Biden administration officials appreciated the strain Mr. Zelensky was under.
“If I were in your position, I would be doing the exact same thing,” Mr. Biden would tell Mr. Zelensky, according to a senior official. In the early weeks of the war, the official said, Mr. Zelensky would sign off calls with Mr. Biden by saying, “This may be the last time I see you.”
But Biden officials privately appealed to Mr. Zelensky’s team to handle the phone calls differently. The situation improved once Bridget A. Brink, the new American ambassador, arrived last spring. And Mr. Biden has often given in to Mr. Zelensky, eventually agreeing to send HIMARS guided rocket launchers, a Patriot antimissile battery and M1 Abrams tanks, all of which he initially withheld.
The relationship has grown stronger in recent months. Mr. Zelensky’s splashy visit to Washington just before Christmas seemed to make an impression on Mr. Biden and his national security adviser, Jake Sullivan, who calls himself the quartermaster of the Ukraine war and works closely with Andriy Yermak, Mr. Zelensky’s top adviser. And Mr. Biden’s return trip to Kyiv highlighted their solidarity as Mr. Zelensky thanked him profusely for help that will be “remembered eternally,” while pressing for additional weapons more gently.
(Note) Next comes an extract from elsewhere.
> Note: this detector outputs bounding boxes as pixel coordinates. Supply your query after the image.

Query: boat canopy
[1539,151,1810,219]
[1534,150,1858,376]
“At the beginning, it was a quite rocky relationship and there’s still a certain rockiness but less,” said John Herbst, a former American ambassador to Ukraine who has praised Mr. Biden for the aid but argues that it has been way too slow. “To this day, the administration still complains that the Ukrainians are ingrates — and that’s because they refuse to look critically at their own policy.”
Speaking by telephone from Kyiv, Mr. Herbst said Mr. Biden’s visit went a long way toward cementing the partnership with Mr. Zelensky — to a point. “I know the Ukrainians loved the visit,” he said. “Him being on the streets of Kyiv struck a real chord and demonstrated the support they wanted to see. But the elite are still asking, where’s the beef?”
Peter Baker reported from Washington, and Andrew E. Kramer from Kyiv, Ukraine. Katie Rogers contributed reporting from Washington.